Медсестра дернула осколок из груди и отломила его, возле самых ребер под гимнастеркой. И он сразу увидел все ясно, без искажений: руки сестры, свои сапоги и разметанную колючку.

— Я живой! — будто крикнул он, однако сестра уже бежала к другому, тому, что висел на проволоке. Он видел, как она сняла его, положила на землю, однако тут же выпрямилась и побежала дальше. А мимо, тяжело буцкая сапогами, прошагал санитар с пустыми носилками.

«Если не берут, значит, все, — решил он. — Значит, вот как умирают… И ведь ничего не болит!.. Верно говорили, будто покойники после смерти еще видят все и слышат… Но почему так обидно? А! Меня же льдом убило! Не будь ночью мороза…»

«Нет! Постойте! — крикнул он. — Я живой! Когда смерть — темнота! Я вижу! Солнце, светло… Я чувствую! Постойте!»

Санитар зацепился за колючую проволоку, заругался и чуть не выронил носилки…

Поднявшееся солнце и теплый ветер растопили землю и теперь она стала влажной и черной, а на взгорке за колючкой поднимался призрачный, белесый пар. Казалось, что ее подогревают снизу, держат возле огня, как мокрую шинель, и, как на шинели же, выступают на ней мелкие бисеринки воды. Ему чудилось, что земля оттаяла быстро, на его глазах. Он потерял ощущение времени, по прежнему считая, что не теряет памяти.

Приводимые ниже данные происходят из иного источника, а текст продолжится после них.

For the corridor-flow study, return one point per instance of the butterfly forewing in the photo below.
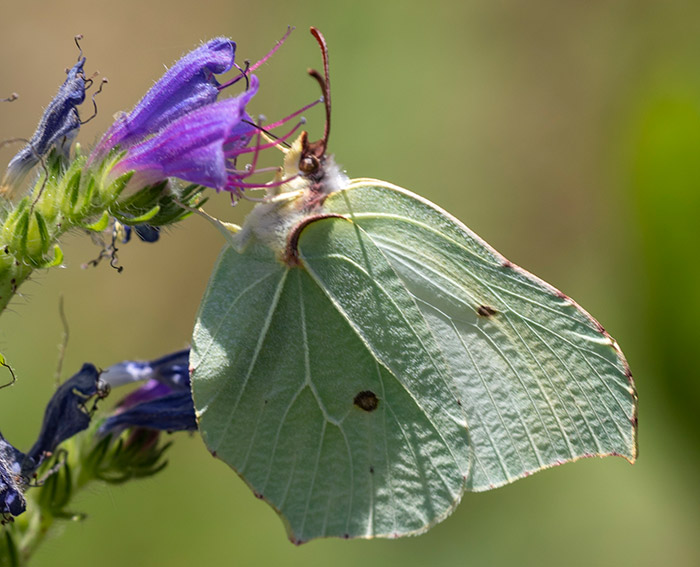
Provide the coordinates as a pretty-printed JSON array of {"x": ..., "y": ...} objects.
[
  {"x": 540, "y": 381},
  {"x": 342, "y": 429}
]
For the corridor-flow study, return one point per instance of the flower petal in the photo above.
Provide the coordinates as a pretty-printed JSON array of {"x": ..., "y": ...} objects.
[
  {"x": 196, "y": 148},
  {"x": 187, "y": 85}
]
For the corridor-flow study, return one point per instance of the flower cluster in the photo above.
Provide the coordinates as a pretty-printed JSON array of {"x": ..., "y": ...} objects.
[{"x": 164, "y": 403}]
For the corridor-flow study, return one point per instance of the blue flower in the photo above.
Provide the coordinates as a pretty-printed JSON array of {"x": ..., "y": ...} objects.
[
  {"x": 58, "y": 126},
  {"x": 67, "y": 413},
  {"x": 163, "y": 403},
  {"x": 12, "y": 481},
  {"x": 186, "y": 86}
]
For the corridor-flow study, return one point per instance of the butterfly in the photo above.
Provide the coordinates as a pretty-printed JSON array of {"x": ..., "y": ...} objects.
[{"x": 362, "y": 359}]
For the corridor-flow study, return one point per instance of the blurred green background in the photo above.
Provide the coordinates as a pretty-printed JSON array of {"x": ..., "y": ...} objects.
[{"x": 567, "y": 134}]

Может, и правда, в тот весенний день резко потеплело, и сразу же после санитаров пошла похоронная команда. А может, он лежал сутки? Двое?..

Он услышал наползающий откуда-то шорох, словно по земле тянули железный лист. Потом увидел лошадь, запряженную в волокушу, и трех человек с ней. Люди остановились у проволоки, где лежал убитый, положили его на волокушу и поехали прямо на него. Он видел вырастающую перед глазами лошадиную морду, сыромятную уздечку на ней, приопущенные веки и раздутые от напряжения ноздри. Над головой лошади сиял желтый нимб дуги…

Волокуша остановилась возле ног. Пожилой старшина поднял его винтовку и деловито повесил ее на лошадь, зацепив за седелку. Там уже висело несколько автоматов и винтовок. Потом он наклонился, расстегнул на груди гимнастерку, пошарил рукой у горла — искал медальон.